Avant même d'avoir accueilli ses premiers élèves, l'Ecole de l'Internet, baptisée "42", que s'apprête à lancer Xavier Niel, dispense déjà quelques leçons. Le patron de Free vient de l'annoncer : en quelques semaines, son projet a suscité entre 40.000 et 50.000 candidatures. En pleine période de choix d'orientation pour les futurs bacheliers, ce chiffre donne à réfléchir.

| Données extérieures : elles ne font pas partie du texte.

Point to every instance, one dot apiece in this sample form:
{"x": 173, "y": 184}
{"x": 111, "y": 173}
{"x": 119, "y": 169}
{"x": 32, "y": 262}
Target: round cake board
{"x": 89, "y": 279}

Cet afflux de candidats souligne d'abord l'attrait pour des formations dédiées à un secteur - l'Internet et le numérique - aujourd'hui en pleine expansion et porteur de débouchés nombreux. Un secteur, surtout, qui passionne les jeunes : il suffit pour s'en convaincre d'observer l'extraordinaire enthousiasme collectif qui émane de compétitions étudiantes comme "Imagine Cup", le tournoi d'innovation numérique organisé par Microsoft. L'initiative de l'Ecole de l'Internet n'est, du reste, pas la seule dans ce domaine : il y a quelques mois déjà, deux autres projets d'écoles de ce type ont vu le jour, à l'initiative d'acteurs privés : le groupe Ionis, spécialisé dans la formation, et un consortium de chefs d'entreprise - Jacques-Antoine Granjon, Marc Simoncini et... Xavier Niel, encore - qui ont fait fortune dans le numérique.
Question(s) de pédagogie
Cet engouement montre aussi l'appétit de nombreux jeunes pour un mode d'apprentissage pratique, opérationnel, directement axé sur la vie professionnelle. A contrario, il projette comme une ombre sur des filières plus "traditionnelles", que beaucoup de lycéens ou de bacheliers jugent, à tort ou à raison, rébarbatives, arides ou sans perspectives d'emploi. De quoi pousser les universités et les grandes écoles à s'interroger. Certes, leur approche est parfaitement légitime, qui consiste à construire un savoir solide et durable, en s'appuyant d'abord sur un socle de connaissances théoriques, avant de passer peu à peu à la pratique et aux applications. Elle permet à leurs étudiants et diplômés d'éviter les effets de mode, et de se repositionner en cas d'évolution des technologies et/ou des métiers. Elle a d'ailleurs fait largement ses preuves : les écoles d'ingénieurs "à la française", par exemple, reposant sur un enseignement le plus souvent de type déductif, sont de plus en plus appréciées, y compris à l'international. Mais cette démarche est-elle la seule pertinente, quand la question de l'emploi des jeunes se pose avec une telle gravité, et alors que l'explosion du numérique marque une véritable rupture ? N'est-il pas envisageable d'opter aussi pour une autre approche pédagogique ?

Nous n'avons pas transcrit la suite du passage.